Once when I was looking at my dear galpal’s collection of carved turtles, I opined, “I wish I collected something.” She acidly suggested I check in my glasses drawer. Emphasis on drawer.

I do have a lot of glasses.  If I could fit all my old frames into one of those cardboard collection boxes in the back of churches, and they actually did send them to Africa as promised, I probably could improve the vision of an entire village.

This summer my goal had been to upgrade all my glasses.  Not so that they all have my current vision prescription.  I can’t afford that. I wanted to retro-fit all of them with a Fitbit knockoff I developed.

Our household was recently Fit-Bitten by a summer visitor, who stayed in the bedroom above us.  For two nights, after everyone had turned in and had finished the corny but cute chorus of, “Goodnight, John-boy,” “Goodnight, Kate-boy”,  we heard a sound like the pattering of feet.  It is an old house, but it didn’t sound like spirits.  It was a regular, metronomic sound and lulled us to sleep.

Over coffee, the morning after the second night, I finally remembered to ask our guest if she had heard the sound.  She admitted she was running in place by the bed to reach her daily goal of 10,000 steps on her FitBit.  She also admitted that once in a business meeting, as she leaned back into her chair, she felt a sharp pain in her groin and realized that her FitBit had unclipped from her waistband and gone rogue.

The original Fitbit uses a sophisticated 3-axis accelerometer, unlike the old school single-axis pedometer. When attached to the body, the device measures movement that is turned into digital info.  A finely tuned algorithm reads the data through a personally pre-set threshold for motion and tells you how many steps you have taken that day.

With my crack team of engineers, we developed a mutli-axis, gyroscopic accelerometer and tweaked the Fitbit a bit to detect and record sudden jerking motions of the head.  We then installed the proto-type in one of my old glasses frames. A sophisticated algorithm reads the number of times during the day my head is whip-lashed around by daily data input and calculates just how crazy the world has become.

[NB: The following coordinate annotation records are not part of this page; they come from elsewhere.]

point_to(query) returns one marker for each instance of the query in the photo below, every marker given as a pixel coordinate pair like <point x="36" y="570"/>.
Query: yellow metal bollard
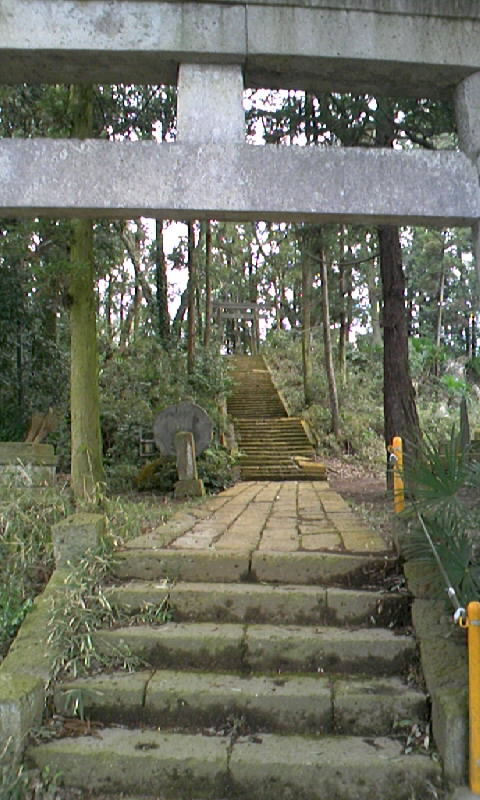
<point x="473" y="624"/>
<point x="398" y="485"/>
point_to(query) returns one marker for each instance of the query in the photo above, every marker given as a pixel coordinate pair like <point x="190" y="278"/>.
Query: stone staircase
<point x="273" y="446"/>
<point x="282" y="675"/>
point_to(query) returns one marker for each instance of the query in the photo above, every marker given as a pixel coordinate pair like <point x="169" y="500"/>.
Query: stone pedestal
<point x="27" y="464"/>
<point x="188" y="484"/>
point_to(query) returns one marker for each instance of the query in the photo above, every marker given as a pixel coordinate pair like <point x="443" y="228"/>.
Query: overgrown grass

I know the danger of using oneself as a test case.  I was raised on Marie Curie.   I thought I had pre-set my personal threshold for double-taking incredulity at appropriately high levels. But after just two days of data dumps from the Mideast, Syria, the Ukraine, Nigeria, our southern borders, our buffered Supreme Court and the coming Christian Caliphate, I am wearing a neck collar and have a call into my chiropractor.